A redução da maioridade penal pode reduzir o número de delitos cometidos por jovens infratores?

Não. Eu tenho trinta anos pensando atos infracionais. Sempre que estou na frente de um menino que cometeu um ato infracional, vejo um pedido de socorro. Ele tá esperando proteção, e é esse o direito dele.

Quando prendo e coloco esse menino em contato com adultos, o que eu faço é formar esse menino na escola do crime. O amadurecimento do lobo frontal, segundo a neurociência, só acontece aos vinte e seis anos.
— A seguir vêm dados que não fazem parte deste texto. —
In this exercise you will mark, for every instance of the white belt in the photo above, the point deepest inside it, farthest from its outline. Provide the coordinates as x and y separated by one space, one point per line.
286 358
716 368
É o lobo frontal que determina atitudes impulsivas, e a grande maioria dos crimes é de atitudes impulsivas. Os crimes planejados são de um outro espectro da criminalidade, eles não tem capacidade de organização para formar quadrilhas ou planejar um ato criminoso.

Quando o Estatuto da Criança e do Adolescente (ECA) foi discutido, em 88 e 89, eu participei e via que o ECA se transformaria em um instrumento de punição, e é isso que nós temos hoje. Por incrível que pareça, os meninos ficam mais presos que os adultos por pequenos tráficos e por pequenos delitos contra o patrimônio, com base na defesa da ordem pública. O que a gente precisa fazer é uma desconstrução disso para mostrar que a aplicação do ECA pelo poder judiciário e pelo ministério público já é extremamente rigorosa.

Quais medidas seriam mais eficientes?

Eu sou favorável a estender a inimputabilidade. O ideal para mim era 26 anos, pelo menos 21. Até 21 anos, tratar essas pessoas de forma diferenciada, acreditando em socioeducação.

A gente precisa educar os sistemas de controle social, como a polícia, o ministério público e o poder judiciário. Reestruturação completa das unidades de internação para transformá-las em comunidades socioeducativas, sem grades, em que os meninos possam conviver uns com os outros e aprender a conviver melhor.

Não é trancados como bichos que eles vão se desenvolver como seres humanos plenos. Hoje, quase 70% das ações socioeducativas são de segregação e privação da liberdade, o que significa a seguinte resposta: "Eu não quero ver você. Vou colocar você dentro de uma grade porque não gosto de você".

Em alguns países desenvolvidos, a maioridade penal é menor do que 18 anos. Esse argumento não deveria pesar a favor da redução?

Nesses lugares, o Estado é extremamente punitivo. Por exemplo, nos Estados Unidos, é zero. A partir de zero anos, dependendo do fato, o menino pode ser preso. E [os EUA] é o maior encarcerador do mundo, tem uma grande taxa de punição e baixa taxa de proteção: as leis trabalhistas são flexibilizadas, direitos sociais quase inexistentes.

Os Estados Unidos não são exemplo de um Estado que a gente erigiu na Constituição de 88: um Estado protetor para formar uma sociedade solidária. Estados que são chamados totalitários, como Cuba, tem um Estado altamente protetor e menos punitivo.